The language approved by the Legislature in 2023 (in Minn. Stat. 145.423, Subd. 1) states: “An infant who is born alive shall be fully recognized as a human person, and accorded immediate protection under the law. All reasonable measures consistent with good medical practice, including the compilation of appropriate medical records, shall be taken by the responsible medical personnel to care for the infant who is born alive.”
The Timberjay reached out to MCCL with questions regarding the inconsistencies between the organization’s claims and the actual language of the statute at issue, but the organization’s communications director only referred the newspaper to an explanation on the group’s website.
The explanation claims that under the new language, viable, living babies can be “allowed to die,” but it remains unclear how the change in language would enable family or health care providers to make such a decision, given the requirement that “all reasonable measures consistent with good medical practice” be taken to care for an infant born alive.

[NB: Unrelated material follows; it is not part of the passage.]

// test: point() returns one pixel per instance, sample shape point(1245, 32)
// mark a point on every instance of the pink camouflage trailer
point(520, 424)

MCCL notes that the changes approved last year eliminated a requirement that medical personnel take all appropriate steps to “preserve the life and health” of an infant born alive.
Yet, DFL Rep. Tina Liebling, who authored the changes, argued at the time that the old law limited the ability of health care providers and family to make decisions on whether life-saving care is justified. “Whether life-saving care is warranted really depends on the situation,” said Liebling during floor debate on her proposed changes. “Just like at the end of life, there might be a situation where someone is terminally ill, or there is a bad accident and the chance of surviving is so low that the family decides not to proceed [with medical intervention]. There are many situations and every situation is unique. The issue here is that what care should be provided should not be decided by you or by me but by those people most closely involved, namely the person who just gave birth and their family and whoever they choose to rely on in the most difficult situations that people face.”

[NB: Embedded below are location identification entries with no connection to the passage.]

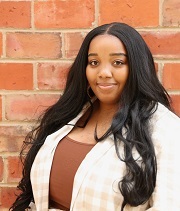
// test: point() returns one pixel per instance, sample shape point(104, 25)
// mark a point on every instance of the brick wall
point(39, 40)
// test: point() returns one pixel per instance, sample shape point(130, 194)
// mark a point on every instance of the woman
point(106, 140)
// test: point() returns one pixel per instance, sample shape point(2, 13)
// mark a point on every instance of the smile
point(106, 86)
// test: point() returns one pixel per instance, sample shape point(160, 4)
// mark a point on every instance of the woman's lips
point(106, 86)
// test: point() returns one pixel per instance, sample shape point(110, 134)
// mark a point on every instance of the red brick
point(14, 76)
point(14, 169)
point(176, 103)
point(73, 43)
point(136, 13)
point(52, 76)
point(0, 107)
point(27, 107)
point(171, 76)
point(163, 44)
point(170, 14)
point(7, 196)
point(64, 14)
point(1, 169)
point(1, 44)
point(34, 45)
point(15, 14)
point(12, 137)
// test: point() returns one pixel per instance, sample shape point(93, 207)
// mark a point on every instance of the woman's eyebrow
point(92, 54)
point(118, 54)
point(111, 54)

Such cases are extremely rare
The entire debate centers around a vanishingly small number of abortions that occur in Minnesota after what is considered the point of viability, generally considered to be 22-24 weeks for a healthy infant with full medical intervention, including months in intensive care.
Yet, abortions of a healthy baby late in pregnancy are very difficult to obtain in Minnesota, except in cases where the life or health of the mother is at serious risk.
Pregnancies in the so-called third trimester, considered from weeks 26-39 of a pregnancy, are almost non-existent in Minnesota. The Timberjay reviewed Minnesota Health Department data from 2018-2022 (the most recent available), and over that five-year period, a total of seven third trimester abortions were reported in the state, or an average of 1.4 per year.
Of the 50,621 abortions reported during that five-year period in Minnesota, 69 percent were performed at under nine weeks, 83 percent were performed at ten weeks or less, and 98 percent were performed at 20 weeks or less.
Given the grievous fetal abnormalities that invariably accompany abortions late in a pregnancy, Liebling argued that parents should have a right to decide how they wish to spend time with an infant that may only have hours to live outside the womb.
“If infants are going to die, should we be forced to whisk it away and have a tube shoved down its throat?” asked Liebling. “Minnesotans do not want us deciding what should happen in these very personal, very intense, and very tragic situations,” she said.